E o céu assobiou para Lauren Bacall
Nova York, 12 ago (EFE).- Lauren Bacall morreu aos 89 anos, mas durante meio século foi a viúva de Hollywood graças ou por culpa de seu casamento com Humphrey Bogart, que garantiu a ela um lugar na história, mas ofuscou uma trajetória que teve um punhado de obras-primas do cinema.
Quando Lauren Bacall tinha 19 anos e estava promovendo em Nova York seu primeiro filme, “Uma aventura na Martinica” (1944), rodado ao lado de seu futuro marido, Humphrey Bogart e, segundo um texto de Ernest Hemingway, o dramaturgo Moss Hart se aproximou e disse a ela: “Se dá conta, certamente, que a partir de agora só pode ir ladeira abaixo, certo?”.
Hart se equivocou. Lauren Bacall, “a magra” como era conhecida em Hollywood, tinha muito mais a dizer do que no diálogo em que dava em Bogart uma carinhosa bofetada: “Não tem que atuar comigo.

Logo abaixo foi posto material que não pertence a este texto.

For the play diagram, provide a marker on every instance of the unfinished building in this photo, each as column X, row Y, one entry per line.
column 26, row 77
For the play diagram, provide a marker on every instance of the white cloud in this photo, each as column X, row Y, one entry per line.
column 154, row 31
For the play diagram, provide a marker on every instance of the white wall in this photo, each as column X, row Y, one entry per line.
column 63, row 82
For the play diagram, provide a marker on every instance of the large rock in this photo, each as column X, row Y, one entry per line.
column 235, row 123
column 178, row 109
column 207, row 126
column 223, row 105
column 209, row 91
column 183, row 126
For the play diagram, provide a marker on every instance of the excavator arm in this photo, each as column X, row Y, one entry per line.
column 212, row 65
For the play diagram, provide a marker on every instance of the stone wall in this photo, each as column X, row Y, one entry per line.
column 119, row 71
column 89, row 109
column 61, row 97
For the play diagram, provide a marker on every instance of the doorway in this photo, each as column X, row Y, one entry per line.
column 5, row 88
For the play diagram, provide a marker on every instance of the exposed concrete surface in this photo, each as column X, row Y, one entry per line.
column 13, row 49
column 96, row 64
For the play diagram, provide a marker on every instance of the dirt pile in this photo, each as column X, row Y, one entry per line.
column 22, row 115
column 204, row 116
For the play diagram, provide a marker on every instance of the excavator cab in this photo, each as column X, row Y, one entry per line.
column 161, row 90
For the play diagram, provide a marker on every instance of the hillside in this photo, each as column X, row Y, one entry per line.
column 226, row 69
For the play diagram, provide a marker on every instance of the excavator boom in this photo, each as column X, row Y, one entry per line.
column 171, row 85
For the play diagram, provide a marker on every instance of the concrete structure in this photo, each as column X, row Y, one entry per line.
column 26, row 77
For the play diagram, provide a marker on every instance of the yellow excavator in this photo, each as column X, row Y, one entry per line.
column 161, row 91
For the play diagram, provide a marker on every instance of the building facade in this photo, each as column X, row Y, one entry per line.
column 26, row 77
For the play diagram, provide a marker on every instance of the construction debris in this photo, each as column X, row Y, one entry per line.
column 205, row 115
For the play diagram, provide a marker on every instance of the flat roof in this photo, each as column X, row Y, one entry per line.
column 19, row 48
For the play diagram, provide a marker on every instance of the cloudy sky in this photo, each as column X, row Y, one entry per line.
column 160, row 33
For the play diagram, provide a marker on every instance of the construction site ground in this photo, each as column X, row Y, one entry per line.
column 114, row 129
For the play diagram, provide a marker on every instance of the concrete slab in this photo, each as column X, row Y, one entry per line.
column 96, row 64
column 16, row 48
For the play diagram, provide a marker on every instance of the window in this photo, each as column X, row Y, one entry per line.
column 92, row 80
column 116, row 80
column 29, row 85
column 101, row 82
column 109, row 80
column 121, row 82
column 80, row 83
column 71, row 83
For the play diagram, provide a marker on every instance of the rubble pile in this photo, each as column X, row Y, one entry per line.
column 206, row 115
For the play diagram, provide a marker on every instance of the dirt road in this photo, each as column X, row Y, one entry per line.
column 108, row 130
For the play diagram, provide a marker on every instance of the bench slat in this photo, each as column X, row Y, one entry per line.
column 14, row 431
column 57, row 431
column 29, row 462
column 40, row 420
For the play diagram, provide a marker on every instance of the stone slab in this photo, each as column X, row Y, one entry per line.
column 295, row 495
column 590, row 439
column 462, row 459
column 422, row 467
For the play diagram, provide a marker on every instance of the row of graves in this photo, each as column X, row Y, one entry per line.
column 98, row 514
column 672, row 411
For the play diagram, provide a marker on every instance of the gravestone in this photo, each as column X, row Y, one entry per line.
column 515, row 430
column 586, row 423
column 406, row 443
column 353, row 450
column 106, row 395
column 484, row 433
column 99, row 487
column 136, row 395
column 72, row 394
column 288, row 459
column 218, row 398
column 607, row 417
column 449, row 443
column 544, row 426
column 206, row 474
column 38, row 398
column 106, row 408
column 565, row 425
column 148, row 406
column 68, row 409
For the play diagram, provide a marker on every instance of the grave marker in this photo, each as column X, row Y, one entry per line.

Não tem que dizer nada, nem fazer nada. Ou talvez, só assobiar. Sabe como silvar, certo, Steve? Só junta os lábios e assobie”.

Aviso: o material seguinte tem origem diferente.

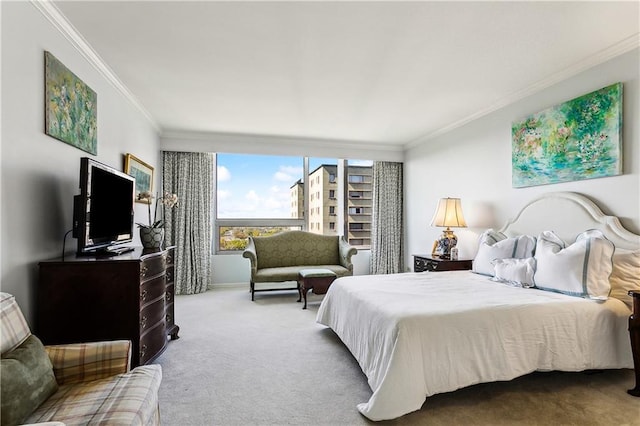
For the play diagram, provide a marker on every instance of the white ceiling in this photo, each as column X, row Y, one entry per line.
column 377, row 72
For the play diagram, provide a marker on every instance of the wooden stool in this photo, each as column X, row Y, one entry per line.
column 317, row 279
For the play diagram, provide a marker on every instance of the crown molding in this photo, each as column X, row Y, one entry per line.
column 176, row 140
column 62, row 24
column 601, row 57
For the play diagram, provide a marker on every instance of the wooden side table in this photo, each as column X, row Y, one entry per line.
column 317, row 279
column 427, row 262
column 634, row 334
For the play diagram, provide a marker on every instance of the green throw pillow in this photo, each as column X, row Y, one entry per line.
column 27, row 381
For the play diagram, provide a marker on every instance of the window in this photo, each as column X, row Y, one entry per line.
column 252, row 197
column 263, row 195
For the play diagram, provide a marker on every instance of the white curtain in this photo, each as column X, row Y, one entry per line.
column 190, row 175
column 387, row 253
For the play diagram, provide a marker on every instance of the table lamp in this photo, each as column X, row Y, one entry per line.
column 449, row 214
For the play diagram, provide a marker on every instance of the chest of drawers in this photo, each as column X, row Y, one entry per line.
column 130, row 297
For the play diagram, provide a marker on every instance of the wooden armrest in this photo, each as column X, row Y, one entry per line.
column 83, row 362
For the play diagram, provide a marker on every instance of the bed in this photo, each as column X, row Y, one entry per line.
column 420, row 334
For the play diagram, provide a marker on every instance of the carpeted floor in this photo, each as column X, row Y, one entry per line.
column 267, row 362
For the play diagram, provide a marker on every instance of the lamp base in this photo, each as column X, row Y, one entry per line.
column 445, row 243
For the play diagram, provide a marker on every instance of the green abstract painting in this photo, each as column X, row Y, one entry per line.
column 579, row 139
column 70, row 107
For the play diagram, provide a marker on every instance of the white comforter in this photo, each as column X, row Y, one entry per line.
column 419, row 334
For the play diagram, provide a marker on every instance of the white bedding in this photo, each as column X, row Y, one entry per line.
column 419, row 334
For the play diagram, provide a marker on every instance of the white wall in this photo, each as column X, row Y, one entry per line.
column 473, row 162
column 39, row 173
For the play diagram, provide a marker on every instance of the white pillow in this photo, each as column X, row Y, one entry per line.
column 495, row 245
column 582, row 269
column 625, row 275
column 518, row 272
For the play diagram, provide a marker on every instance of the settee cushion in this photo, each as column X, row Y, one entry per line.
column 124, row 399
column 27, row 380
column 290, row 273
column 297, row 248
column 13, row 327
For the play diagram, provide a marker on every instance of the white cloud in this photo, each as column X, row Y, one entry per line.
column 283, row 177
column 223, row 174
column 252, row 196
column 288, row 174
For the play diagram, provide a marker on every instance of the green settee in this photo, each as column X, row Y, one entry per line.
column 279, row 258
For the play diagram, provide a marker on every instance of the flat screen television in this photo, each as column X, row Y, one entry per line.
column 103, row 212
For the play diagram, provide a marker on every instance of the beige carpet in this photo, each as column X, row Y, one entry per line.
column 267, row 362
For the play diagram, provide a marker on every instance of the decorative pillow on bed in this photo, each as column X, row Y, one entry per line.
column 495, row 245
column 518, row 272
column 625, row 275
column 582, row 269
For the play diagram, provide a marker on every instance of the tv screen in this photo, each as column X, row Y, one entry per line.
column 103, row 212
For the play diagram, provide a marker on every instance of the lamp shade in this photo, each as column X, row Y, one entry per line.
column 449, row 214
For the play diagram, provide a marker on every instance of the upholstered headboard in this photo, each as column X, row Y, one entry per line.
column 568, row 214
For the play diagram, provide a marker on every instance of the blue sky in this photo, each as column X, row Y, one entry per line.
column 251, row 186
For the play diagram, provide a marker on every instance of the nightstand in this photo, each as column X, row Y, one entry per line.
column 426, row 262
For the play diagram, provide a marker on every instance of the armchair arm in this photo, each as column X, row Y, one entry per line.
column 83, row 362
column 346, row 251
column 250, row 253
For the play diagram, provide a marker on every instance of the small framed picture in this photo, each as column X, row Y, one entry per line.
column 143, row 173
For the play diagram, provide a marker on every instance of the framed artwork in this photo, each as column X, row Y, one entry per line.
column 143, row 173
column 70, row 107
column 579, row 139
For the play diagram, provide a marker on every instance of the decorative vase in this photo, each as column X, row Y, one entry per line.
column 151, row 238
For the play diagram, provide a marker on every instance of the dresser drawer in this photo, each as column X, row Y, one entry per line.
column 152, row 290
column 152, row 265
column 152, row 342
column 151, row 315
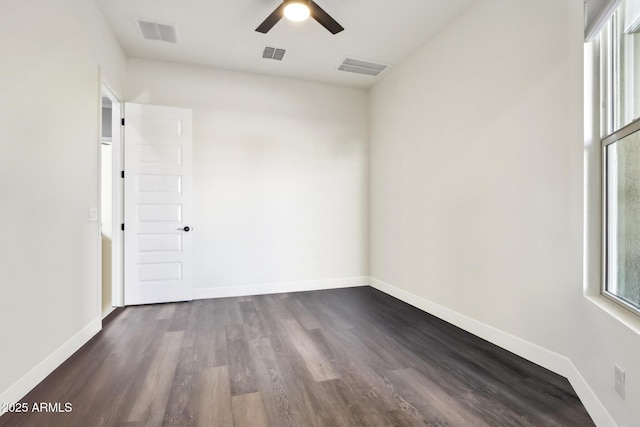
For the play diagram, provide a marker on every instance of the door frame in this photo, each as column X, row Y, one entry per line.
column 117, row 243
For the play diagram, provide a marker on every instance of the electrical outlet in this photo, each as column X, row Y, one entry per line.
column 619, row 381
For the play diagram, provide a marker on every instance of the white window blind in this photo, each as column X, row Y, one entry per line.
column 596, row 14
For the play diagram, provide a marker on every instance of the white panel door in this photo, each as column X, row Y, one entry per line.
column 157, row 204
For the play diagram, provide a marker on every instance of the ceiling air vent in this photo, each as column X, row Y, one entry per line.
column 157, row 31
column 361, row 67
column 273, row 53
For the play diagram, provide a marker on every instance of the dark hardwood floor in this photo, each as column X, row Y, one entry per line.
column 344, row 357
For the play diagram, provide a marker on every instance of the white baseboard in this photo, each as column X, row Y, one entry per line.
column 107, row 311
column 278, row 287
column 25, row 384
column 553, row 361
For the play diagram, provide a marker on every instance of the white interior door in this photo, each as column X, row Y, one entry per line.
column 157, row 204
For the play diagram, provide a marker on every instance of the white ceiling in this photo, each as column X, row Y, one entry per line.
column 220, row 33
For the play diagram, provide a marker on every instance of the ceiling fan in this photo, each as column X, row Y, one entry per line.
column 299, row 10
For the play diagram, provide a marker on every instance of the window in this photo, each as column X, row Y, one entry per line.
column 620, row 57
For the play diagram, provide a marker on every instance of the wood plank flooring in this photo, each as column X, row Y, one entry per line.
column 344, row 357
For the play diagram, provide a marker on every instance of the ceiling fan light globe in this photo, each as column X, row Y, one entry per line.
column 296, row 11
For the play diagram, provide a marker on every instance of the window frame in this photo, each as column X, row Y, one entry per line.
column 611, row 117
column 620, row 134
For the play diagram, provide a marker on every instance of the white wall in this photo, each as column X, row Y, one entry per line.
column 476, row 178
column 49, row 251
column 280, row 176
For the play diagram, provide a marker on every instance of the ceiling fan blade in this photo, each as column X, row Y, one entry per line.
column 324, row 18
column 271, row 20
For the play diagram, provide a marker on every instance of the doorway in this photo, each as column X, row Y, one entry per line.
column 110, row 201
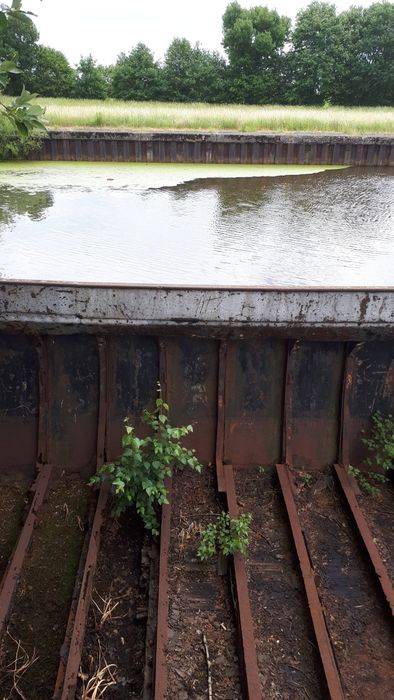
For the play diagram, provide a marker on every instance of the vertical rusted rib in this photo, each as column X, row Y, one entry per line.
column 67, row 675
column 161, row 676
column 322, row 637
column 348, row 379
column 252, row 676
column 366, row 535
column 221, row 417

“Que vida!”, exclamou ela em 1993 ao receber o prêmio Cecil B. DeMille nos Globos de Ouro por sua trajetória. Não poderia haver resumo melhor do que essas duas palavras.
Uma vida tão interessante que sua autobiografia de 1978 “By Myself” foi premiada com o National Book Award++, e tão duradoura que em 1994 escreveu outra intitulada “Now”, à qual teve que acrescentar um anexo em 2005.
Nascida em 16 de setembro de 1924 no Bronx (Nova York) com o nome de Betty Joan Perske, tinha origem judia polonesa (era prima de Shimon Peres) e romena, e superada a vocação inicial de jornalista, focou sua carreira na interpretação.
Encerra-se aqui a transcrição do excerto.